What are their domains?

domains <- entrez_link(dbfrom = "protein", id=proteins,
                    by_id=TRUE, db="cdd")
doms <- lapply(domains,
            function(m) m$links$protein_cdd_concise_2)
udomains <- unique(unlist(doms))
udomains
 [1] "330360" "315592" "306992" "238121" "225201"
 [6] "321319" "312123" "294672" "312941" "330537"
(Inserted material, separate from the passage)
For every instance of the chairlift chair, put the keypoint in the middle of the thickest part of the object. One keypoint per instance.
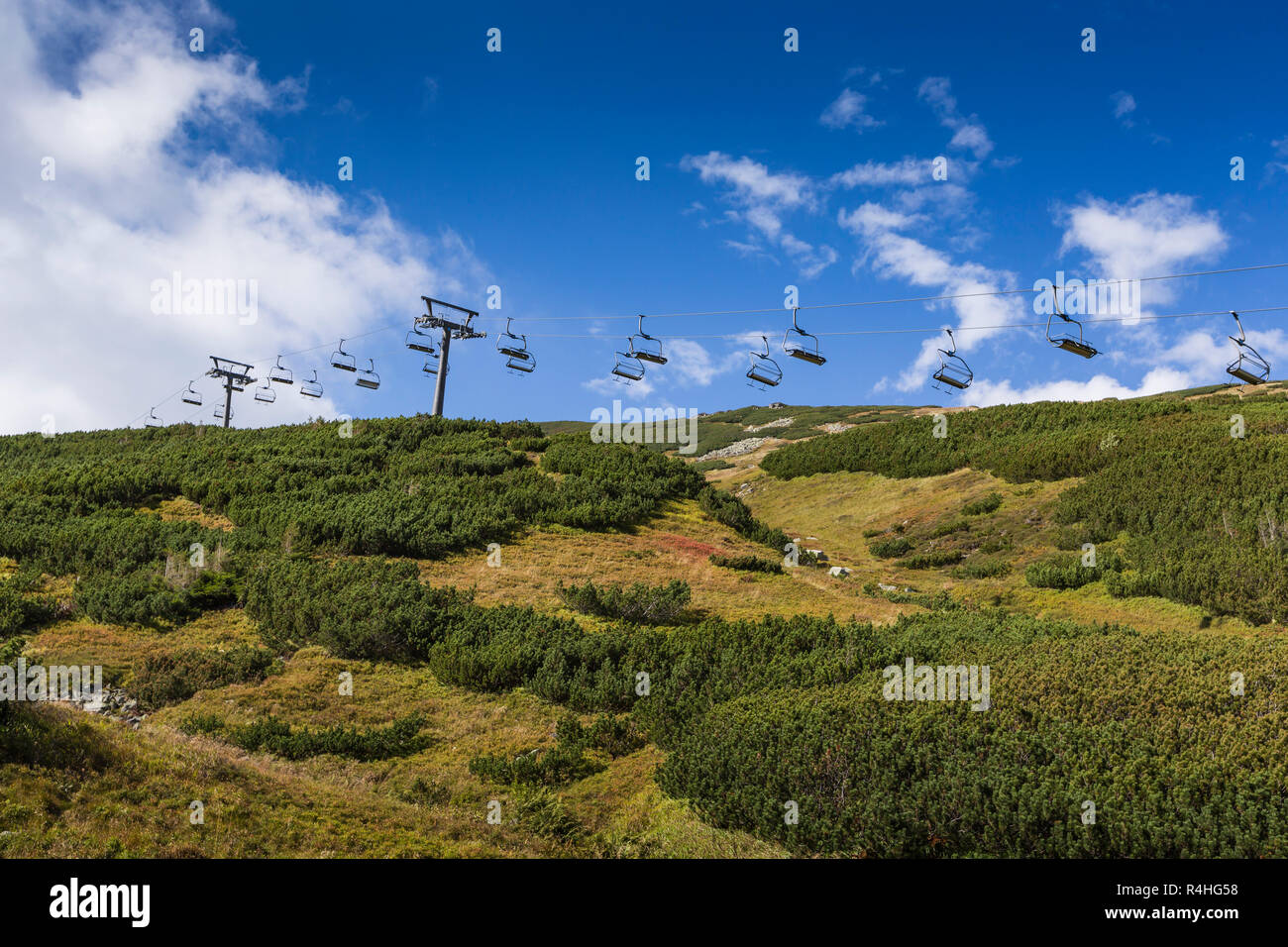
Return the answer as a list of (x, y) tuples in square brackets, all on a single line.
[(312, 388), (281, 373), (420, 342), (952, 368), (763, 369), (513, 346), (1068, 343), (1248, 367), (627, 365), (520, 367), (645, 347), (343, 361), (804, 346), (368, 377)]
But what do these id mean?

dom.summary <- entrez_summary("cdd", udomains)
dom.title <- extract_from_esummary(dom.summary, "title")
prot.domains <- sapply(doms,
        function(d) paste(dom.title[d], collapse=" "))
unique(prot.domains)
 [1] "WD40 F-box-like"               
 [2] "WD40 F-box"                    
 [3] "F-box-like WD40"               
 [4] "WD40"                          
 [5] "WD40 F-box-like WD40"          
 [6] ""                              
 [7] "SGNH_hydrolase WD40 F-box-like"
 [8] "WD40 LisH Dyp_perox"           
 [9] "WD40 LisH"                     
[10] "WD40 Med15 LisH"               
[11] "WD40 LisH Med15"               
[12] "F-box"                         
[13] "WD40 Amelogenin LisH"          

Keep only proteins that have both domains

wd40.id <- names(dom.title)[dom.title=="WD40"]
fbox.id <- names(dom.title)[dom.title %in% 
                        c("F-box", "F-box-like")]
has.wd40 <- sapply(doms,
     function(d) length(intersect(d, wd40.id))>0)
has.fbox <- sapply(doms,
     function(d) length(intersect(d, fbox.id))>0)
has.both <- has.fbox & has.wd40 
table(has.both)
has.both
FALSE  TRUE 
  133    44 

Download the protein sequences

prot.seq <- entrez_fetch(db="protein", rettype = "fasta",
                                    id=proteins[has.both])
write(prot.seq, file="ncbi-proteins-wd40-fbox.faa")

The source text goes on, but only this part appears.